Notre timidité ayant disparu avec la boisson et la drogue, nous partons vers la piste de danse pour tenter de draguer de jolies filles.
Quelques heures plus tard, je sens quelqu’un me tirer hors de la piste.
« Qu…qu’est-ce que t-tu m’veux toi…? » dis-je surpris.
Mais je réalise vite qu’il s’agit de Damien qui veut rentrer.
« Mec… T’es complètement fonce-dé, tu vas t’évanouir si tu continues à danser comme un mongol ! »
N’ayant plus de libre-arbitre, je le suis et quitte le club. C’est alors que je m’exclame avec joie :
« Hahaha ! Regarde mec ! Y a la fête et les lumières même là-bas ! »
Je me libère de son étreinte pour courir vers ce que je pense être un dancefloor.
« Chris ! Reviens ! T’es con ou quoi ? C’est les rames du tram !
Et là, plus aucun bruit. Le noir complet…
« Suis-je mort… ? »
« Monsieur ? Vous m’entendez ? »
Je reprends doucement connaissance.
« Ah, vous êtes enfin réveillé ? » lance une voix étrangère.
« OÙ SUIS-JE ? »
Mais ce n’est pas ma voix qui a répondu : à la place s’est fait entendre une voix rauque et robotique.
« QU’EST-CE QU’IL M’ARRIVE ? QU’EST-CE QUI EST ARRIVÉ À MA VOIX ? »
« Un tram vous a écrasé, M. Dubois ! » dit l’homme qui est en fait un chirurgien.
« Je suis vraiment désolé de vous l’annoncer, mais tout votre corps a été détruit à l’exception de votre tête. Et vu que vous présentiez encore de l’activité cérébrale quand nous sommes arrivés, nous avons réussi à vous sauver grâce à une opération qui vient d’être mise au point. »

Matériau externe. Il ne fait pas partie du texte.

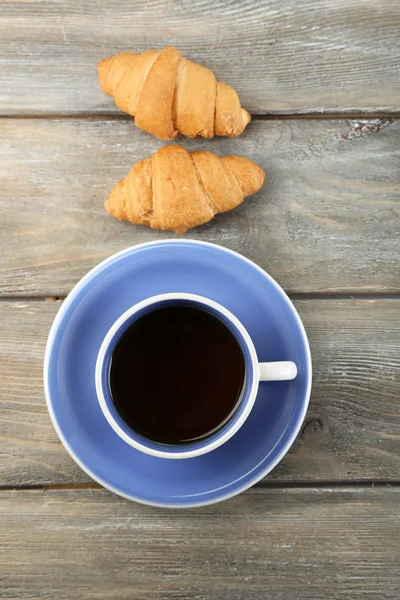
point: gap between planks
(264, 484)
(256, 116)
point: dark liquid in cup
(177, 374)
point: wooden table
(322, 80)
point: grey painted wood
(301, 544)
(351, 432)
(282, 56)
(327, 218)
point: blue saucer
(84, 319)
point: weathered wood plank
(282, 56)
(327, 219)
(265, 544)
(352, 430)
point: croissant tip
(102, 68)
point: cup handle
(278, 371)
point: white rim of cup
(50, 341)
(249, 402)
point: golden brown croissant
(168, 94)
(175, 189)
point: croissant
(175, 189)
(168, 94)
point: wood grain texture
(351, 432)
(265, 544)
(327, 218)
(281, 56)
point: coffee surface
(176, 374)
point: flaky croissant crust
(176, 189)
(170, 95)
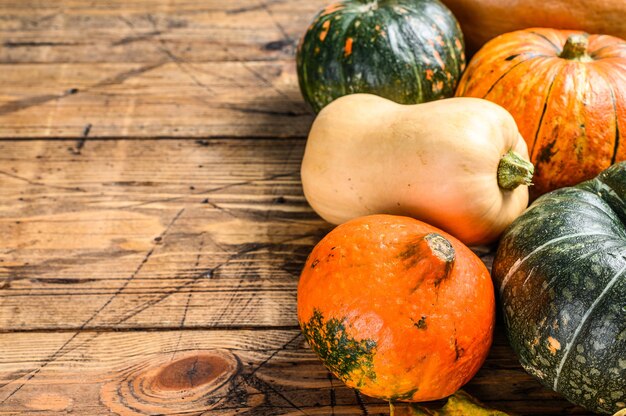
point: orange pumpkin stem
(514, 170)
(575, 47)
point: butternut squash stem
(514, 171)
(575, 47)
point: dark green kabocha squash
(561, 273)
(409, 51)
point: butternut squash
(459, 164)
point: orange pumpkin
(396, 308)
(567, 93)
(482, 20)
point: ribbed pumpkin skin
(572, 114)
(397, 308)
(561, 273)
(409, 51)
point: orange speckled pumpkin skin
(396, 308)
(572, 113)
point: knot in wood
(163, 385)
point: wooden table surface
(152, 221)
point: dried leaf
(459, 404)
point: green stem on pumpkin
(514, 170)
(575, 48)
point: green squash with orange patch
(409, 51)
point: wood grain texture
(266, 372)
(182, 236)
(143, 275)
(152, 234)
(152, 68)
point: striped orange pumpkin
(567, 93)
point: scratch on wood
(59, 352)
(251, 8)
(204, 274)
(76, 150)
(35, 183)
(288, 113)
(28, 102)
(162, 47)
(9, 44)
(136, 38)
(278, 26)
(126, 75)
(216, 189)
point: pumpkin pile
(416, 157)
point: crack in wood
(61, 351)
(37, 183)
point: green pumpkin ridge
(408, 51)
(561, 272)
(343, 355)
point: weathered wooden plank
(151, 68)
(149, 234)
(140, 31)
(155, 99)
(265, 372)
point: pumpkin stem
(575, 47)
(514, 171)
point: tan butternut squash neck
(514, 170)
(575, 48)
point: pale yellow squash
(459, 164)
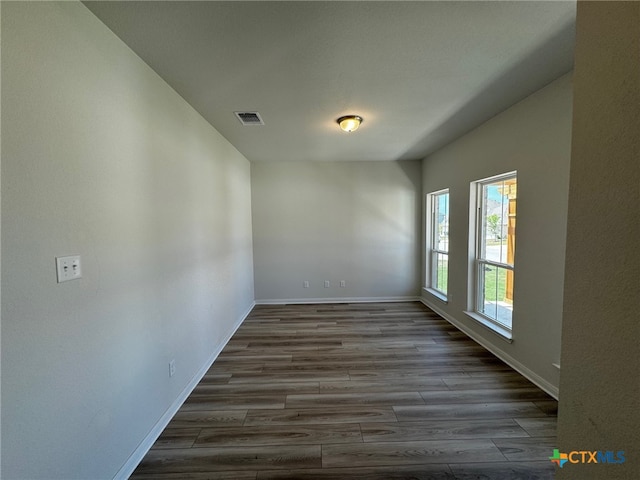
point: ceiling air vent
(249, 118)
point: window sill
(500, 331)
(439, 295)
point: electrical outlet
(68, 268)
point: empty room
(319, 240)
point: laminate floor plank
(334, 399)
(366, 391)
(278, 435)
(442, 430)
(455, 411)
(407, 453)
(231, 458)
(412, 472)
(504, 471)
(329, 415)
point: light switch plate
(68, 268)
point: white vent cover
(249, 118)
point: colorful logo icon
(559, 458)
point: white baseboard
(306, 301)
(136, 457)
(506, 358)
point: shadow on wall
(496, 96)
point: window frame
(433, 245)
(479, 260)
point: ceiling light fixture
(349, 123)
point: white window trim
(475, 234)
(429, 226)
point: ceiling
(420, 73)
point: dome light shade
(349, 123)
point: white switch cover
(68, 268)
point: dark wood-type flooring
(382, 391)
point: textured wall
(101, 158)
(352, 221)
(600, 380)
(532, 137)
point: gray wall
(352, 221)
(101, 158)
(532, 137)
(600, 379)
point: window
(495, 249)
(438, 242)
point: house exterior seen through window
(438, 242)
(495, 248)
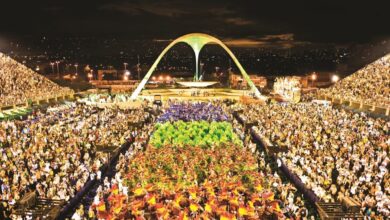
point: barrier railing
(362, 105)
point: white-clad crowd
(55, 153)
(19, 84)
(370, 84)
(336, 153)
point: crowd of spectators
(55, 153)
(19, 84)
(293, 203)
(336, 153)
(140, 139)
(370, 84)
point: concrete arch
(196, 41)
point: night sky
(240, 21)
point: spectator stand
(30, 206)
(349, 209)
(90, 186)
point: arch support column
(196, 41)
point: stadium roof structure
(196, 41)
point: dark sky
(241, 21)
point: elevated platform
(195, 94)
(197, 84)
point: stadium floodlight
(313, 76)
(335, 78)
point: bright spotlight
(335, 78)
(313, 76)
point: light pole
(52, 67)
(138, 68)
(335, 78)
(58, 69)
(313, 78)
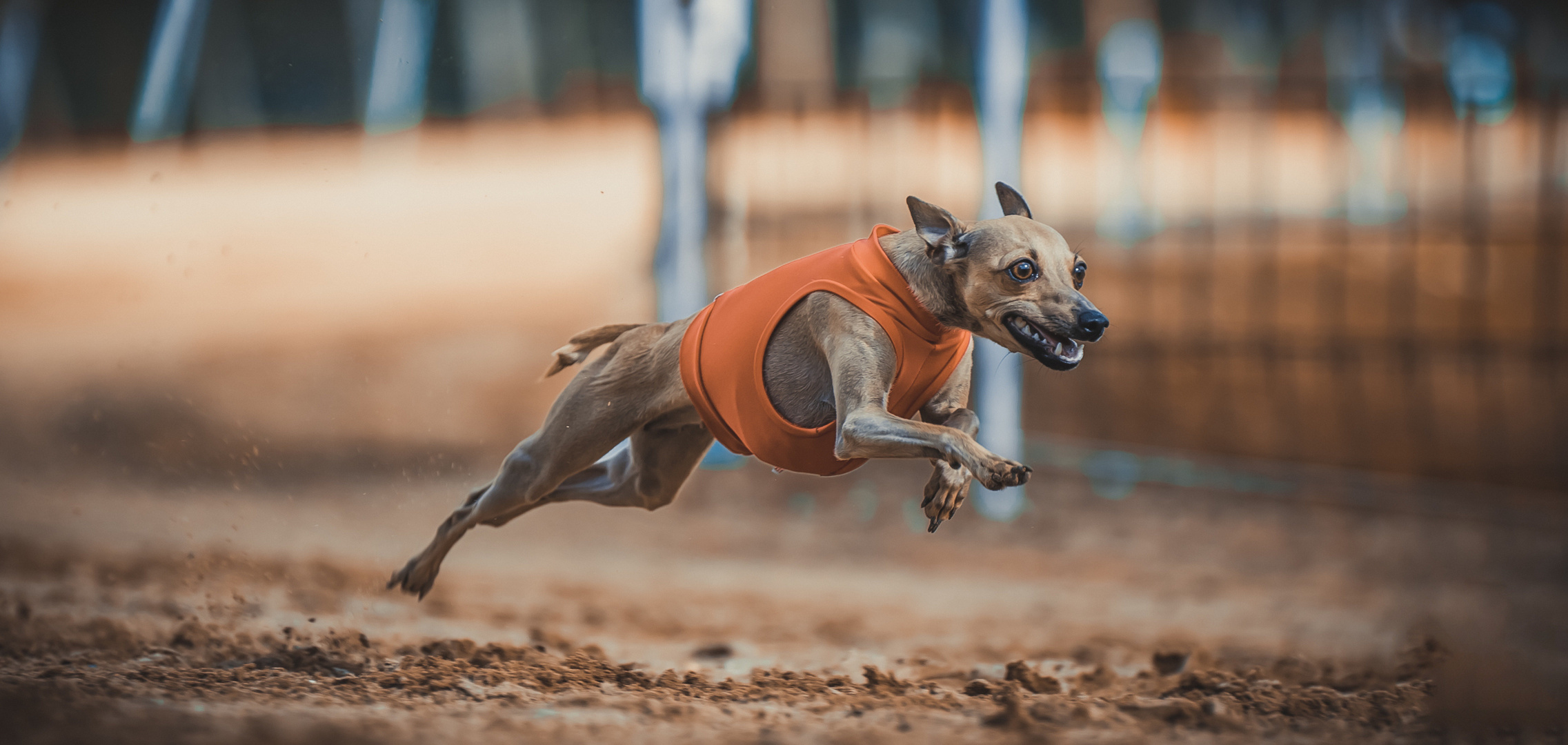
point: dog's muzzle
(1053, 350)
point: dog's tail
(579, 346)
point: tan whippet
(1010, 279)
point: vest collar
(886, 272)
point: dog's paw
(944, 495)
(413, 577)
(1001, 474)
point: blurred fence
(1283, 308)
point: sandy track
(193, 617)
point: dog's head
(1018, 283)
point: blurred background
(268, 245)
(1325, 234)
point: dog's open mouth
(1053, 350)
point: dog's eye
(1023, 270)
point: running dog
(857, 352)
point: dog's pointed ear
(1012, 201)
(940, 230)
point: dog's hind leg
(648, 474)
(601, 407)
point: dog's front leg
(871, 432)
(862, 379)
(949, 486)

« C’EST-À-DIRE ? » demandé-je inquiété.
« Nous vous avons fait une pancorporectomie. Votre cerveau est la seule partie qui a tenu le coup. Il est maintenant dans un bocal ! Je suis désolé ! »

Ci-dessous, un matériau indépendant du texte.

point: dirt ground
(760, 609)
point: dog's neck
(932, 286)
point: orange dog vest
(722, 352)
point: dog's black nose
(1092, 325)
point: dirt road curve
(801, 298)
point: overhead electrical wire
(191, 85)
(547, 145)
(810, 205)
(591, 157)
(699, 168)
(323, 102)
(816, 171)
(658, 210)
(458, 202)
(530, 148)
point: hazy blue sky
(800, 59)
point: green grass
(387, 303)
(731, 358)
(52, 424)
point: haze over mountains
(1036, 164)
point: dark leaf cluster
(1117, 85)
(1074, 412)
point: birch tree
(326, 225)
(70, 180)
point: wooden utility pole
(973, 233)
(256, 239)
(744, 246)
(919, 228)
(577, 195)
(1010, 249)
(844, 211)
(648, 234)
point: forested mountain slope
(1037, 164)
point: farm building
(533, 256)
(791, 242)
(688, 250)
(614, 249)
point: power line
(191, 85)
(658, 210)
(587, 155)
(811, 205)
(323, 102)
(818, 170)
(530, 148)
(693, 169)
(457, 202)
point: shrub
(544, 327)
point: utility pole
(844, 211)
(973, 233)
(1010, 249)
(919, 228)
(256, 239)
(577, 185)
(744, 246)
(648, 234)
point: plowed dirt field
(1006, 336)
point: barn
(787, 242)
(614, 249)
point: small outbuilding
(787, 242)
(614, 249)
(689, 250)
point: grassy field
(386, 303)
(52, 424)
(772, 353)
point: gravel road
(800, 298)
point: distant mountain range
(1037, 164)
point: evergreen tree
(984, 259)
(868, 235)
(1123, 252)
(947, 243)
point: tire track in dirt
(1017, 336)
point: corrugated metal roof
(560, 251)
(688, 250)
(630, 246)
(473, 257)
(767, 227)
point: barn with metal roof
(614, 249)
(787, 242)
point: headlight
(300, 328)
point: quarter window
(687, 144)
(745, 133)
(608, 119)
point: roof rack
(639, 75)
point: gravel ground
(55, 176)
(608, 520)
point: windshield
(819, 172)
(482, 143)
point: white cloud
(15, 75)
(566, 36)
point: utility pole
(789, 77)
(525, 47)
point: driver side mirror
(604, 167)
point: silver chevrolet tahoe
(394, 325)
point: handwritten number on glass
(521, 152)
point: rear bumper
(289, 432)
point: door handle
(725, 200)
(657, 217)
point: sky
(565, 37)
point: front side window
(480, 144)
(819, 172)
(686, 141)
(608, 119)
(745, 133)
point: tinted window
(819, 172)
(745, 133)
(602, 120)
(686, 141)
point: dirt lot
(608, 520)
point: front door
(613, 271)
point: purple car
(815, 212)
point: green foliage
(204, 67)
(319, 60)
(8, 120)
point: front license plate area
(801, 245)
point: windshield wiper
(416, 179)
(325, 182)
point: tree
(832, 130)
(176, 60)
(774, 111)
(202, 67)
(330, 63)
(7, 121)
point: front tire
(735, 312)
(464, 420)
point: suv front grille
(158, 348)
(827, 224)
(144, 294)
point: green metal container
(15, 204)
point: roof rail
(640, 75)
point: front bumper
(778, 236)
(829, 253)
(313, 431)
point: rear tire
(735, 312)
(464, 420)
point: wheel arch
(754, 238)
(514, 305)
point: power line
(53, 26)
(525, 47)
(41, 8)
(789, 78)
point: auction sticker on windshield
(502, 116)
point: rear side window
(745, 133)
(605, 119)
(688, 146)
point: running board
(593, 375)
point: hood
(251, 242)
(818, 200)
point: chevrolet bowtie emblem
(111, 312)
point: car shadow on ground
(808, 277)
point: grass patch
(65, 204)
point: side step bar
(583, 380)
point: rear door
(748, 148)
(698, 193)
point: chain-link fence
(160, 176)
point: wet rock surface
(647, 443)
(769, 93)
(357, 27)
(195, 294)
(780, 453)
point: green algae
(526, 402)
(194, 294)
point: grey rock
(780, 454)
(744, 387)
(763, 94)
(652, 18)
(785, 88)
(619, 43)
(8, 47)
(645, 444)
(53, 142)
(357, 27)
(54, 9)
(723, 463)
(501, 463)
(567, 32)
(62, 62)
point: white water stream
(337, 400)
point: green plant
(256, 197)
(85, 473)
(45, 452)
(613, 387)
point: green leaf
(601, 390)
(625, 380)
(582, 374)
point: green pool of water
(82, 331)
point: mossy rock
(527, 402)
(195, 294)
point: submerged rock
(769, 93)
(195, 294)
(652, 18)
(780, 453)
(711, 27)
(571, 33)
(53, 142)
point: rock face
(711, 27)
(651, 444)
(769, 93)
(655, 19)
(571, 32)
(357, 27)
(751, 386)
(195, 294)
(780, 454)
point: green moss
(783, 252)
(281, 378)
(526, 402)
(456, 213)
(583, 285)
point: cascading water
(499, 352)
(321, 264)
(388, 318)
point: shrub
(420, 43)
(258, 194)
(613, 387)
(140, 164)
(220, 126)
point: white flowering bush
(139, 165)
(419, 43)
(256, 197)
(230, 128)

Le docteur apporte alors un miroir pour que je puisse constater mon état. J’aperçois alors un bocal rempli d’un liquide blanchâtre.
« Est-ce du liquide céphalo-rachidien ? »
Dans ce fluide se trouve une masse rosâtre striée de rouge. Je n’arrive pas à y croire, s’agit-il de mon dernier héritage biologique, mon cerveau ?
À cette gelée sont branchés une caméra, une enceinte et une bouteille de sang oxygéné.
C’est en voyant l’abomination de ce que je suis devenu que je réalise l’ampleur de la situation.
Que me reste-t-il d’un être humain ? Heureusement que le suicide assisté est autorisé ici.